BOB LE FLAMBEUR opens with a wonderful shot of Paris' Montmartre district. Softened by the early dawn, the view is reminiscent of an old, grainy photograph. But as the camera descends into the Place Pigalle and the back room of a seedy nightclub where Bob Montagne (Roger Duchesne) is losing miserably at craps, the atmosphere changes to one which is highly stylized and starkly black-and-white. The beauty of this film is the way in which it blends those two textures, morally as well as visually, into a witty and seamless union of French style and American film noir.
Bob le Flambeur seems wonderfully ancient because it is. The film was made back in 1955, which means Lindbergh, Le Car and Yoplait had an easier time getting across the Atlantic. The director and co-screenwriter Jean-Pierre Melville (who died in 1973) was born Grumbach, but his passion for America led him to change his name in honor of the great American author.
This fixation for all things American shows in almost every frame of the film. When a character asks emphatically, "Wasn't Bob the first to use American methods?" it becomes clear that the comment contains a sly self-reference to Melville himself; it was Melville's use of "American methods" that influenced the later French filmmakers of the New Wave.
Bob Montagne, a semi-retired hood known as "Le Flambeur" (the gambler), is a peculiar blend of American and French character.

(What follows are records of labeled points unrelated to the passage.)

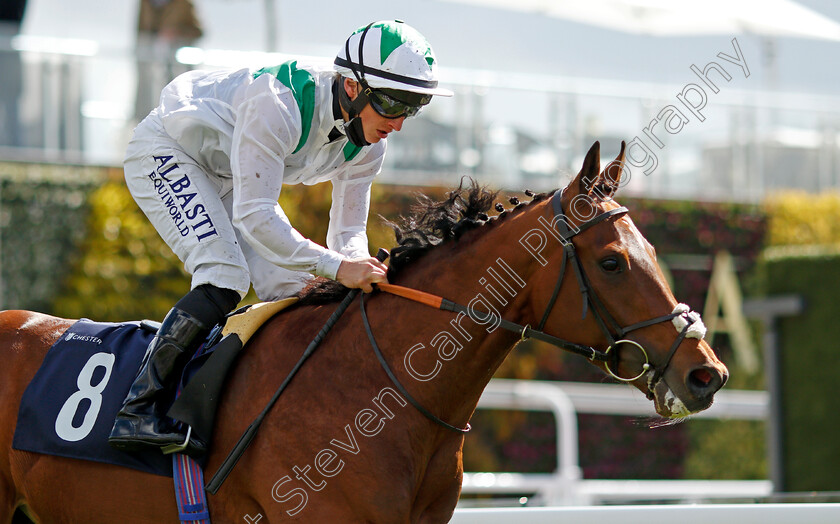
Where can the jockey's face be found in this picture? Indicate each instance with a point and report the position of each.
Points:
(375, 126)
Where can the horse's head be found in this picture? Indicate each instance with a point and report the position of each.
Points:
(629, 312)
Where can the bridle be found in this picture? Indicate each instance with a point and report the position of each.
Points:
(613, 332)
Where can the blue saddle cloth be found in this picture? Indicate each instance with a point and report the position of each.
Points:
(68, 408)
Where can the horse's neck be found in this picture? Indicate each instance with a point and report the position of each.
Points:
(488, 273)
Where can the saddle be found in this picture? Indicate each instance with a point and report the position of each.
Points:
(69, 406)
(205, 375)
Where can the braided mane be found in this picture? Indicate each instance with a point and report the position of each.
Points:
(429, 224)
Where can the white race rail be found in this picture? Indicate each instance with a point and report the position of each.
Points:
(565, 486)
(682, 514)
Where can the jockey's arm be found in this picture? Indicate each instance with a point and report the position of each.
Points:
(347, 232)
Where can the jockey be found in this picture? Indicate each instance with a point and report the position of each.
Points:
(207, 167)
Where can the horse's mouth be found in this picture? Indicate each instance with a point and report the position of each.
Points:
(670, 406)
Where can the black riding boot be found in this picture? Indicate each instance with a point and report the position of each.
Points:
(142, 422)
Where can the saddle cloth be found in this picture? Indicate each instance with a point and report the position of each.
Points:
(68, 408)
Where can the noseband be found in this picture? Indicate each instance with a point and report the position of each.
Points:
(614, 333)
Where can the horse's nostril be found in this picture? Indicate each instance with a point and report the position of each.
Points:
(704, 381)
(701, 377)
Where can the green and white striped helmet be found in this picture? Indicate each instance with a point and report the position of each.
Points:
(394, 55)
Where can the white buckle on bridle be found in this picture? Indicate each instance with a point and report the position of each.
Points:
(697, 329)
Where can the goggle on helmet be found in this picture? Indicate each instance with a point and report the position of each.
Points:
(402, 78)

He speeds around the narrow streets of Montmartre in that most American symbol, the Cadillac convertible, and his outfit suggests the classic American gangster get-up: rumpled raincoat, dark suit, and perpetually tilted hat. And there is that peculiarly American sense of optimism and near-innocence that he earnestly exudes as he flips the ever-present coin in his pocket and wryly comments." I feel my luck coming back."
But Bob's Montmartre is not the South Side of Chicago. There is an aura of mellow stability which hangs over the neighborhood a sense of slow, peaceful decay that contrasts sharply with the frenetic growth and change in even the seediest sectors of American life. The Montmartre underworld is an established sector of society much like any other, a moral order governs almost everyone, and violence and change are rare.
'Bob embodies this order, and thus serves as the figurehead of the underworld community. His unmistakable style is as much a function of his well-groomed physical authority and grace, reflecting a rigid moral code. Bob serves as an example to all around him, including his protege Polo (Daniel Cauchy), who strains to emulate him at every turn. Next to some of the violent, cynical figures that populate the American underworld film landscape. Bob almost appears as a typical French bourgeois moyen in his well-being and self-righteousness.
Bob is essentially interested in maintaining the status quo. He likes to make sure his comrades don't get into trouble and helps those that do get out of their scrapes. But in Bob's world, the under-world coexists peacefully, if somewhat guardedly, with the police. One of Bob's best friends is the clever, wily Commissioner Ledru (Guy Decomble).
There are two things that endanger the balance of Bob's world: women and gambling. The film's underworld is essentially a male universe. Women are by nature not to be trusted, and the two principal ones in the film act as the main catalysts of trouble. Anne (Isabelle Corey), an aimless young woman who, as the narrator wryly comments, is "very advanced for her age," is an example of the threat. To protect her from pimps, Bob takes her in, but she is dangerously at odds with Bob's world. She is voluptuous, innocent and lacks an established moral order--essentially undefined in a world where order seems to make all the difference.
COMPULSIVE GAMBLING is Bob's other chief bane, which similarly threatens to send him reeling unpredictably. He has a slot machine stashed in his closet. Behind his eyes always lurks the image of a gamble, regardless of whether it is a sure thing or a long shot. His firm sense of style and order gives him mastery and status, but it's the danger of the game--the inherent risk in even the smallest throw of the dice--that actually keeps him alive. Watching a horse race, or hunched over a craps table. Bob's eyes narrow in intense concentration and his stolid middle-aged body coils up youthfully like a spring. The ostensible plot of the film, the heist of the Deauville Casino, that Bob undertakes with his friend Roger (Andre Garet), is at once Bob's ironic revenge on Lady Luck--and a gamble itself, as the delightful denouement reveals.
The wonderful cinematography serves as a visual stylization of Bob's world, containing as it does echoes of film noir as well as its own peculiar vision of Paris in the '50s. One of the most memorable shots is of the contrast in the still landscape of Montmartre at night. In the pitch black lower part of the frame only the sharply etched neon nightclub sign. "Pigalle," stands out, while above the dome of the Sacre Coeur cathedral is silhouetted against the mist. The music reinforces the fundamental contrast inherent in the film. It is magically distant and redolent of both jazz and the French music hall. The only part of the film that unfortunately remains on the other side of the Atlantic is the salty Parisian dialogue, which the subtitles can only approximate.
This does not detract from Bob le Flambeur--one director's delightful tribute to a city, a way of life, and the grand tradition of American movies.